Crisi idrica, AmAmbiente: "Investimenti orientati alla gestione di un bene prezioso per non continuare a inseguire le emergenze"
Un'estate caratterizzata dalle ordinanze e dagli appelli per un uso consapevole dell'acqua e per evitare gli sprechi. La società AmAmbiente: "Il ragionamento di sviluppo prevede di investire a livello di infrastruttura e tecnologia per un servizio efficace, efficiente e che garantisca economicità. Un lavoro che viene portato avanti in sinergia con i Comuni soci"

PERGINE VALSUGANA. "L'acqua è un bene da tutelare sempre di più, la gestione delle risorse idriche è strategica e un pilastro dell'azienda". A dirlo Daniele Malacarne, presidente di AmAmbiente. "Il ragionamento di sviluppo prevede di investire a livello di infrastruttura e tecnologia per un servizio efficace, efficiente e che garantisca economicità".
E' un'estate complicata per i molti Comuni soci della società multiservizi. Sono, infatti, diverse le ordinanze e gli appelli delle amministrazioni a residenti e turisti per regolare l'uso dell'acqua potabile e per un utilizzo responsabile delle risorse idriche.
"Ci sono naturalmente i confronti con le varie amministrazioni comunali per fronteggiare questi scenari complessi ma anche per indirizzare gli investimenti", aggiunge il presidente di AmAmbiente. "La società dispone di competenze, conoscenze e professionalità di alto livello. Nel passato sono state costruite diverse contromisure importanti e l'attuale governance intende proseguire lungo questa strada per aggiornare gli interventi e per trovare soluzioni puntuali. Un approccio di analisi che coinvolge i Comuni e la popolazione perché il processo deve partire dal basso".
Un lavoro quindi di supporto reciproco. "L'obiettivo è di una gestione delle risorse idriche e dei rischi derivanti dal cambiamento climatico per evitare di inseguire l'emergenza", prosegue Malacarne. "Un altro tassello è di intercettare finanziamenti europei, nazionali e provinciali per continuare gli investimenti nell'ammodernamento delle infrastrutture. Miglioramenti mirati che possano minimizzare gli inevitabili disagi alla popolazione quando si interviene sulla rete. Tuttavia queste azioni non sono sufficienti se non vengono accompagnate da campagne di sensibilizzazione ad hoc orientate alla valorizzazione delle risorse idriche e le informazioni per evitare gli sprechi di un bene prezioso".
Un'estate che ricorda in particolare quella del 2022: un inverno avaro di precipitazioni, stesso trend in primavera e un'estate di temperature elevate caratterizzata da una prolungata siccità. Tante ordinanze e numerosi gli interventi dei vigili del fuoco per riportare gli acquedotti a livello.
"Un effetto evidente e concreto del cambiamento climatico, gli impatti incidono molto sulla disponibilità di acqua", spiega Cesare Dallabona, responsabile del settore fluidi di AmAmbiente. In quel periodo abbiamo maturato un'esperienza sulle azioni correttive da mettere in campo. Misure che abbiamo adottato e ulteriormente aggiornato nel corso di questa estate".

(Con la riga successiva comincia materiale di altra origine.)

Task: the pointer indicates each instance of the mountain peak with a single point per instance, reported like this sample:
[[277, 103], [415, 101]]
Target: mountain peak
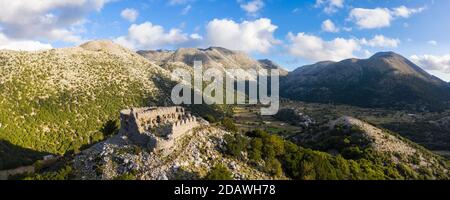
[[387, 54]]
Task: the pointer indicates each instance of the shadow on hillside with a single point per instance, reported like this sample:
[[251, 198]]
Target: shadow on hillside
[[164, 99], [12, 156]]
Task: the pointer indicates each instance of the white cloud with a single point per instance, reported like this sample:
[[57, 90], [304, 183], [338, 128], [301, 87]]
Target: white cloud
[[314, 48], [186, 10], [330, 6], [379, 17], [22, 45], [381, 41], [371, 18], [179, 2], [150, 36], [432, 62], [248, 36], [50, 19], [432, 42], [329, 26], [405, 12], [252, 7], [129, 14]]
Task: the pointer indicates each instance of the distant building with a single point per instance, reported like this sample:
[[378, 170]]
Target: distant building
[[156, 127]]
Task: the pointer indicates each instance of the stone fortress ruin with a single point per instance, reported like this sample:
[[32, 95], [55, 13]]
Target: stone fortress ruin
[[156, 127]]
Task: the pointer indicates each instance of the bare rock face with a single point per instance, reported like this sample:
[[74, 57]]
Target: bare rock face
[[385, 80], [66, 95], [192, 158], [381, 141]]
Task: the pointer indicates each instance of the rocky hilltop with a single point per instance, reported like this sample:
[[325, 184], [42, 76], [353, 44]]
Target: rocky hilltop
[[59, 100], [384, 80]]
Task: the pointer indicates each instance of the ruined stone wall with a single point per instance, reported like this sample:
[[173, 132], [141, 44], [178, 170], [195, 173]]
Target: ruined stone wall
[[156, 127], [181, 127]]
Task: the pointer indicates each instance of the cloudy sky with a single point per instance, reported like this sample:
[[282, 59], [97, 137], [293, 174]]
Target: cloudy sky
[[292, 33]]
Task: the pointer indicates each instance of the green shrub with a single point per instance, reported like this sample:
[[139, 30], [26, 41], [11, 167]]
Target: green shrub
[[228, 123], [219, 172]]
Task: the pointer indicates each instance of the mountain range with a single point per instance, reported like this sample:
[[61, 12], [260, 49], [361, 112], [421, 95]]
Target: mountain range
[[384, 80], [66, 102]]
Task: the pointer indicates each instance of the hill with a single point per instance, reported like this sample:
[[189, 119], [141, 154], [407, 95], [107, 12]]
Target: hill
[[384, 80], [60, 100], [216, 57], [362, 142]]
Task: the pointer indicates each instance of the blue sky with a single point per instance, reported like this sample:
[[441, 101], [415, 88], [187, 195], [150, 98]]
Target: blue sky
[[292, 33]]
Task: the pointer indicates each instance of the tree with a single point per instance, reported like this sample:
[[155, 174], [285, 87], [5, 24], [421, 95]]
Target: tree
[[228, 123]]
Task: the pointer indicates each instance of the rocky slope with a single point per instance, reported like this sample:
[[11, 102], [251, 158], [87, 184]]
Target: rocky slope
[[213, 57], [191, 158], [384, 80], [58, 100]]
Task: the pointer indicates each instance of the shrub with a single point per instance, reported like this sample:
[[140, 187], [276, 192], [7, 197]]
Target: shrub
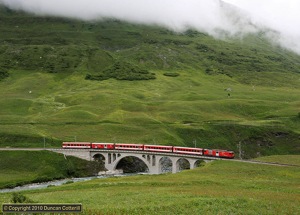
[[122, 71], [20, 198]]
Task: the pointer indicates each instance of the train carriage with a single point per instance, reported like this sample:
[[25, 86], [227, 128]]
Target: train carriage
[[158, 148], [218, 153], [108, 146], [77, 145], [126, 146], [187, 150]]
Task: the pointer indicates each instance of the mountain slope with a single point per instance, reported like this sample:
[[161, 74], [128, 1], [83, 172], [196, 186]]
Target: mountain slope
[[204, 91]]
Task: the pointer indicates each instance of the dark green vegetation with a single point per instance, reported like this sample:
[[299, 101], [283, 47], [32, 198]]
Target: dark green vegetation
[[23, 167], [184, 88], [220, 187]]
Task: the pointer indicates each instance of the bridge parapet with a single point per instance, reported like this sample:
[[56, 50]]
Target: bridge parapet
[[153, 160]]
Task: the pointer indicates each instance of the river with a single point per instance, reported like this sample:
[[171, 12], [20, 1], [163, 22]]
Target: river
[[43, 185]]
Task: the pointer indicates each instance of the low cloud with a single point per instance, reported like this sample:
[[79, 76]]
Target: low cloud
[[235, 17]]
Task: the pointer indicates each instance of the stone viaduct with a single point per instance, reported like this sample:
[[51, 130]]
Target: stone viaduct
[[153, 160]]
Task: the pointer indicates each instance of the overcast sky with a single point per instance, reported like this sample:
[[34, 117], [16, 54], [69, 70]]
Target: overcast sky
[[210, 16]]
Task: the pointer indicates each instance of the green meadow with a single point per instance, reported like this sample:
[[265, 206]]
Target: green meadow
[[219, 187], [111, 81], [24, 167]]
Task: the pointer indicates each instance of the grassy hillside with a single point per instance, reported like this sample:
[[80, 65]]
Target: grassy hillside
[[220, 187], [23, 167], [111, 81]]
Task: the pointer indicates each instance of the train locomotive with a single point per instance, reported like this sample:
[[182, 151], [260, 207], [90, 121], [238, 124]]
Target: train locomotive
[[150, 148]]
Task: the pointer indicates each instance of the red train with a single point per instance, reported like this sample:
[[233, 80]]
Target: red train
[[150, 148]]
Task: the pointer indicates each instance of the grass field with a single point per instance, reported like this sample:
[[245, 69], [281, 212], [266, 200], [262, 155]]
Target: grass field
[[220, 187], [215, 93], [24, 167]]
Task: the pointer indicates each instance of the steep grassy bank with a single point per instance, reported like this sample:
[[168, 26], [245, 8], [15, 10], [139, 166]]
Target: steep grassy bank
[[194, 88], [23, 167], [220, 187]]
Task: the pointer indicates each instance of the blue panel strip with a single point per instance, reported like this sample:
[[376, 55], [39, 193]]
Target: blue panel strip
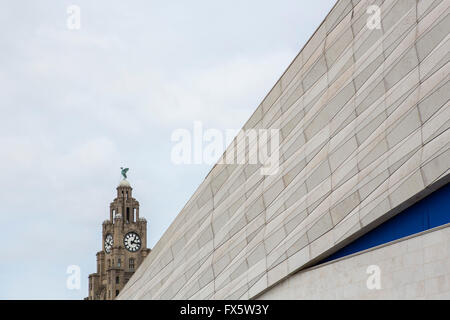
[[428, 213]]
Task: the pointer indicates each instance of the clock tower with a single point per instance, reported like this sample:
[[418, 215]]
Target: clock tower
[[124, 245]]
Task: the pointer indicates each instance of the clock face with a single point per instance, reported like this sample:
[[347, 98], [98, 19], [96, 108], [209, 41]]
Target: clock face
[[109, 241], [132, 241]]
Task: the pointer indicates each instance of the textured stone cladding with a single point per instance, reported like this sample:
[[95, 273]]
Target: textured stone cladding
[[363, 117], [415, 268]]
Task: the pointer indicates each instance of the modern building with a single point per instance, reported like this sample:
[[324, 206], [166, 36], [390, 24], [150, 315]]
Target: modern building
[[360, 204], [124, 246]]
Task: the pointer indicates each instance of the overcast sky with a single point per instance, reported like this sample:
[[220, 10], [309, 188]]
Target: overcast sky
[[77, 105]]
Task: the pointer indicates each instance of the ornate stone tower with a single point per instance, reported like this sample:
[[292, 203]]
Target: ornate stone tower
[[124, 245]]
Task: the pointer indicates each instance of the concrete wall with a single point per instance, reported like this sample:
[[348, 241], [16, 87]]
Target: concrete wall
[[414, 268], [364, 117]]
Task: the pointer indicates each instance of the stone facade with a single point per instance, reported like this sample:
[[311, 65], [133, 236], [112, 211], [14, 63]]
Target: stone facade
[[364, 118], [117, 261]]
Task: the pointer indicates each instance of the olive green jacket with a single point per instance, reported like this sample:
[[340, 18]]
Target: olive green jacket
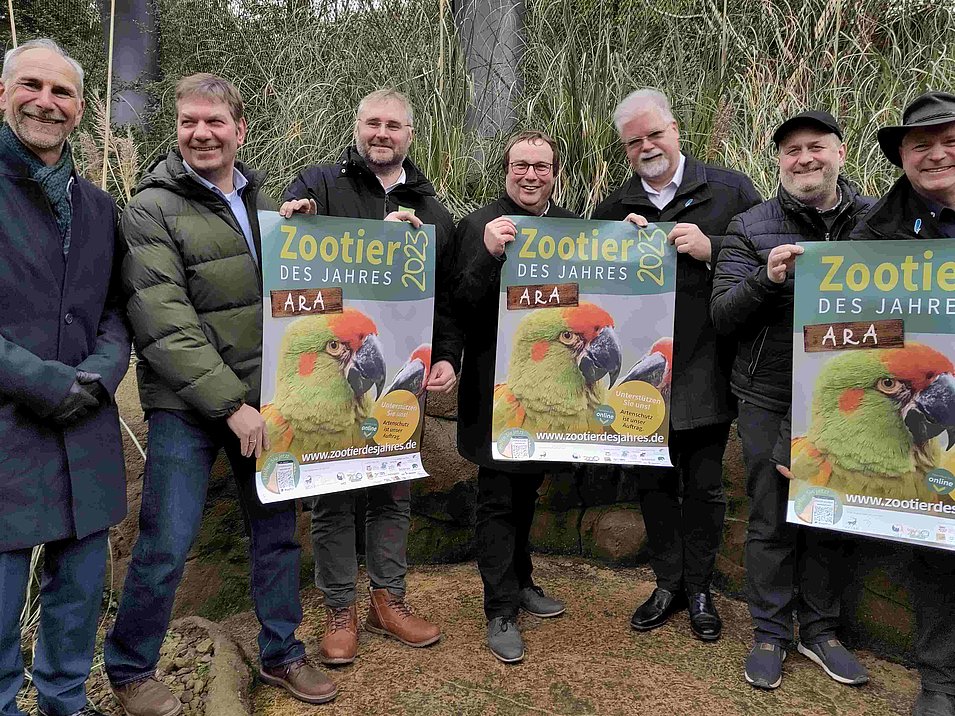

Inoltre gli eventi estremi e le intense perturbazioni spesso creano più problemi che benefici sulla gestione delle reti. "I terreni e le superfici non drenano in modo ottimale e spesso portano impurità senza che ci sia un approvvigionamento sul fronte idrico", continua il responsabile fluidi di AmAmbiente. "Anche le persistenti temperature elevate però modificano i parametri delle risorse. I monitoraggi, le analisi e i controlli della qualità dell'acqua sono regolari, schematici e procedurali. I dati poi vengono inviati ai Comuni e all'Asuit. Il raccordo con le autorità competenti è costante per consentire di prendere le decisioni più puntuali possibili. Le rilevazioni sono inviate periodicamente e vengono pubblicate annualmente anche sul sito in forma completa".
Un'ulteriore difficoltà è legata all'estensione del territorio gestito dalla società, si va dalla Bassa Valsugana alla val di Cembra: zone molto diverse e con in aggiunta pressioni turistiche molto variabili. "I campionamenti sono svolti su misura rispetto alle località. Si interviene in modo puntuale. In generale poi ci aiuta il progetto Stilla e i telerilevamenti. I consumi sono costantemente monitorati per intercettare eventuali anomalie nei consumi e ridurre le perdite. La gestione delle risorse idriche è un aspetto sempre più strategico per il prossimo futuro", conclude Dallabona.